Ele se movia com facilidade — tinha experiência nisso — e, sem dúvida, sabia o que fazia para conseguir que, por momentos, eu deixasse de pensar em coisas que não vinham ao caso naquele instante.
A boca dele sobre meus seios tornou-se faminta, devorando cada milímetro de pele ao alcance.
No vai-e-vem do quadril dele, que lutava contra o banco, encontrou um ritmo mais impetuoso, mais apaixonado, que culminou quando o corpo dele bateu com força contra minhas pernas abertas. O gemido que escapou dele foi ensurdecedor, e logo se apagou dentro do pequeno habitáculo.
Senti então algo quente e líquido se espalhando dentro de mim, derramando-se depois pelas minhas coxas até encharcar as pernas dele.
***
Foi então que entrei em pânico.
Ele gozou dentro de mim. Meu Deus, e se eu ficar grávida? Foi o alerta de emergência que se acendeu sobre a minha cabeça naquele exato instante.
Já nada importava. Depois que aquele sinal foi ativado, tudo virou pressa. Eu queria ir para casa e tentar esquecer a possibilidade que me espreitava — remota, mas que eu vivia como um risco iminente —, esperar os dias passarem ou talvez correr para o pronto-socorro atrás da famosa pílula.
Adrián me parou quando saí apressada do carro, ao me deixar na minha rua.
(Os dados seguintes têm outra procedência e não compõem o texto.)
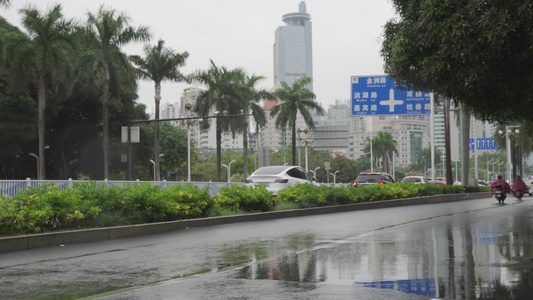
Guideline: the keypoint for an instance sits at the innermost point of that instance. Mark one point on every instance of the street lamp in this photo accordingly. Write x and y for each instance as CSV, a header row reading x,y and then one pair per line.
x,y
38,162
38,166
488,167
228,167
307,142
153,162
334,176
300,144
508,132
188,107
314,172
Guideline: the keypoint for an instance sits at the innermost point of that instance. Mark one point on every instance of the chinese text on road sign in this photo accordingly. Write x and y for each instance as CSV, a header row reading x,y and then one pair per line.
x,y
377,95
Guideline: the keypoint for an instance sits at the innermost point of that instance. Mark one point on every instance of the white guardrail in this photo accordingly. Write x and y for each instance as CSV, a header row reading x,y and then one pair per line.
x,y
12,187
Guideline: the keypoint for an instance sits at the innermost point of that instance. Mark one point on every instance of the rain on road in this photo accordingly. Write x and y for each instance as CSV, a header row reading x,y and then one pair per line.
x,y
474,249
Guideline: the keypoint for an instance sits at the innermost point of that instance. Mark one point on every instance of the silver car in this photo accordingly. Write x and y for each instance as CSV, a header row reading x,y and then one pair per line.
x,y
278,177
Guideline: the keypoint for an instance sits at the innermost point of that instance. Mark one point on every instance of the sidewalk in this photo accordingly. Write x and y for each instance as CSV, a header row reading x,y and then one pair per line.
x,y
16,243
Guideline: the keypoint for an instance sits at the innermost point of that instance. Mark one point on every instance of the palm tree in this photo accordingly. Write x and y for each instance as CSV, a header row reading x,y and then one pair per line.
x,y
383,147
222,95
108,31
50,41
159,64
425,158
294,99
249,104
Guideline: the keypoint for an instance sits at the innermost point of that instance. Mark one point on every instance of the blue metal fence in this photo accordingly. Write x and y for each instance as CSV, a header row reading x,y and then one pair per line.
x,y
12,187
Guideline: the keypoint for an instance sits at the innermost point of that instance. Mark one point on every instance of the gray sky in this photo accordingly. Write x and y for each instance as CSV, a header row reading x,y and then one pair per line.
x,y
240,34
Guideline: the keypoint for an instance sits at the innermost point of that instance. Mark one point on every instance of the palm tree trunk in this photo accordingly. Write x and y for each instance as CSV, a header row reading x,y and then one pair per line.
x,y
105,119
219,144
245,148
42,108
466,149
294,143
449,179
157,172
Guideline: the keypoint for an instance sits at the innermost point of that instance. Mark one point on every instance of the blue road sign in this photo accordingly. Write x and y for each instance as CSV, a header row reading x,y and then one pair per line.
x,y
377,95
484,144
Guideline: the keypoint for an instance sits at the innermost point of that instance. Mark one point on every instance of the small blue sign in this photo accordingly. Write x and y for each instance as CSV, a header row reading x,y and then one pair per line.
x,y
484,144
377,95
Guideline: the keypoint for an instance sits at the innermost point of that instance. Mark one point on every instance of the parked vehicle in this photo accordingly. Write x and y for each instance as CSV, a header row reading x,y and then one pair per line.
x,y
365,179
500,194
518,194
278,177
415,179
438,180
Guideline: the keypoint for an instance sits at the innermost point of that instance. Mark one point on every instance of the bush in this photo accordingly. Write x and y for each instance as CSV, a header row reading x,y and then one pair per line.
x,y
245,198
92,204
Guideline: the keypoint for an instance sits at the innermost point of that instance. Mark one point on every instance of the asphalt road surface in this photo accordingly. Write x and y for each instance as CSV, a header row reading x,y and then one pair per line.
x,y
476,249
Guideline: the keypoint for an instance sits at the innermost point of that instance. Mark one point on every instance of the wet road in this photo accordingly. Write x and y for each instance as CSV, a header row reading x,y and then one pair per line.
x,y
473,249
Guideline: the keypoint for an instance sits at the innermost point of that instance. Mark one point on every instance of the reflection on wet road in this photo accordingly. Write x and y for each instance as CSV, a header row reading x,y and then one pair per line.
x,y
467,250
479,255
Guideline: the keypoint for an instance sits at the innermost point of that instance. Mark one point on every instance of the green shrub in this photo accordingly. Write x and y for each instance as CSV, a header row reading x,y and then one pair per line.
x,y
245,198
92,204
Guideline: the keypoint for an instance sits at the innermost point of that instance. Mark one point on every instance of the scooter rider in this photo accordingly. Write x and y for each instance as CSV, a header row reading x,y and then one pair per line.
x,y
519,185
503,183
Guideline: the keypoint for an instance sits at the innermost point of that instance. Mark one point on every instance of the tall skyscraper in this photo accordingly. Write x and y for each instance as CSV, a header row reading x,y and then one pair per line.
x,y
293,51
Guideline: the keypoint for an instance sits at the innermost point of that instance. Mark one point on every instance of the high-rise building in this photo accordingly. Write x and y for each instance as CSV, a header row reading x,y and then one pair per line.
x,y
293,51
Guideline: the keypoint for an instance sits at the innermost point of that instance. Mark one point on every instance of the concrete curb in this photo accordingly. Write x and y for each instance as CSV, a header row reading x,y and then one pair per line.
x,y
24,242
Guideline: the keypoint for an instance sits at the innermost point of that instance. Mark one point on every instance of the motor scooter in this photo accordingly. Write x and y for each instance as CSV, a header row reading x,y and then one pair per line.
x,y
500,194
518,194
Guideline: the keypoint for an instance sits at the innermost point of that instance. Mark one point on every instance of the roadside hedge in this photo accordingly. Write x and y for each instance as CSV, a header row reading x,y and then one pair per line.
x,y
91,204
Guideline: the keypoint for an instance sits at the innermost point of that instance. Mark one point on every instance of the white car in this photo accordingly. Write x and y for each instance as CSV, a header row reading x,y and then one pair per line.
x,y
278,177
415,179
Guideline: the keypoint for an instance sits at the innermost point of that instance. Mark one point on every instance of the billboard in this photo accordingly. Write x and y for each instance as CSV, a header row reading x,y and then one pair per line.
x,y
483,144
377,95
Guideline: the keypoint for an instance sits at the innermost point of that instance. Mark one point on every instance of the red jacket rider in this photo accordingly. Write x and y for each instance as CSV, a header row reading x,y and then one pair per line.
x,y
502,182
519,185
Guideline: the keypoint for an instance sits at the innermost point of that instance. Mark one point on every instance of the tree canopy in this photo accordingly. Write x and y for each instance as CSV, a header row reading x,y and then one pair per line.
x,y
477,53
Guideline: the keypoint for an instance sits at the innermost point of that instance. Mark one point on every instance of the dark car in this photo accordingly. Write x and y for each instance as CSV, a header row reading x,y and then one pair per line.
x,y
365,179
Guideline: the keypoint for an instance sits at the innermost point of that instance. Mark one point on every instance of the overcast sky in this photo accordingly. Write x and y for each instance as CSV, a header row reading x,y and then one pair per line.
x,y
347,36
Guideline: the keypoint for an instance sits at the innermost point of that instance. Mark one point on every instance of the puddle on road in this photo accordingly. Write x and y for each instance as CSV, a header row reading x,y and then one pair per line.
x,y
446,261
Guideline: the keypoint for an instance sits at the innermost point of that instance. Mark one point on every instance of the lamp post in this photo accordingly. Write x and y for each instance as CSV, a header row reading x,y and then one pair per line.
x,y
335,176
507,133
228,167
38,162
300,144
153,163
38,165
488,167
314,172
307,142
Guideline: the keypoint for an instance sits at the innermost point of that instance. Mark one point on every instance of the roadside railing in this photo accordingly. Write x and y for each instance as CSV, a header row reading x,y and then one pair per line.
x,y
12,187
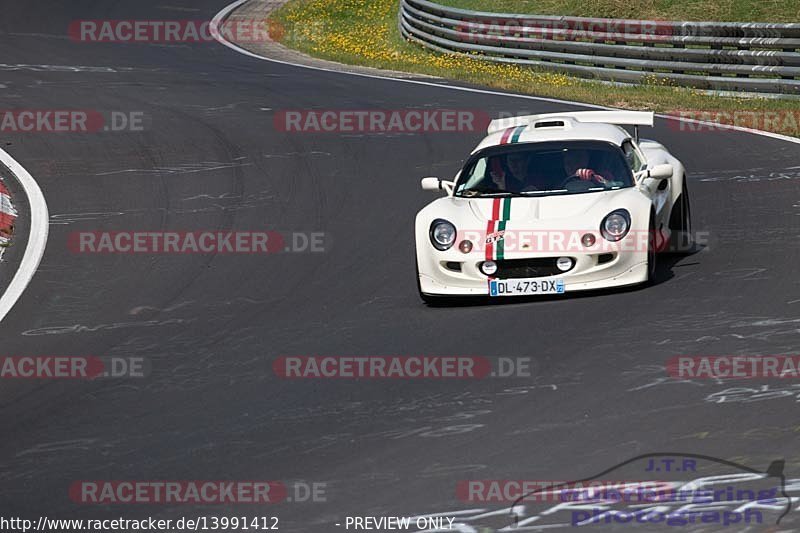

— Fica calma, vai dar tudo certo — ele me dizia, tentando me tranquilizar —. Estou aqui, olha pra mim. Sou eu, nunca vou te deixar sozinha.
Com as palavras dele e um beijo nos lábios, cheguei em casa querendo não pensar em nada.
Tinha sido minha primeira vez. E tinha sido um desastre.
Meu melhor amigo se tornava minha primeira vez. E minha primeira vez se transformava numa pesadelo que me perseguia.
Depois daquilo, os dias passaram sem que chegasse nenhuma notícia. Adrián continuava atento a mim. Todos os dias me ligava e conversávamos sobre as nossas coisas, como sempre havíamos feito, só que agora acrescentávamos um momento de flerte — “estou pensando em você”, “estou com saudade”, “eu gostaria...” — e a pergunta fatal que se tornou nossa nova rotina, me lembrando de tudo o que eu queria esquecer.
— Sua menstruação desceu?
A cada dia em que a resposta era não, mais angustiada eu me sentia. Mas Adrián continuava ali, como amigo, como confidente e, agora, também como cúmplice.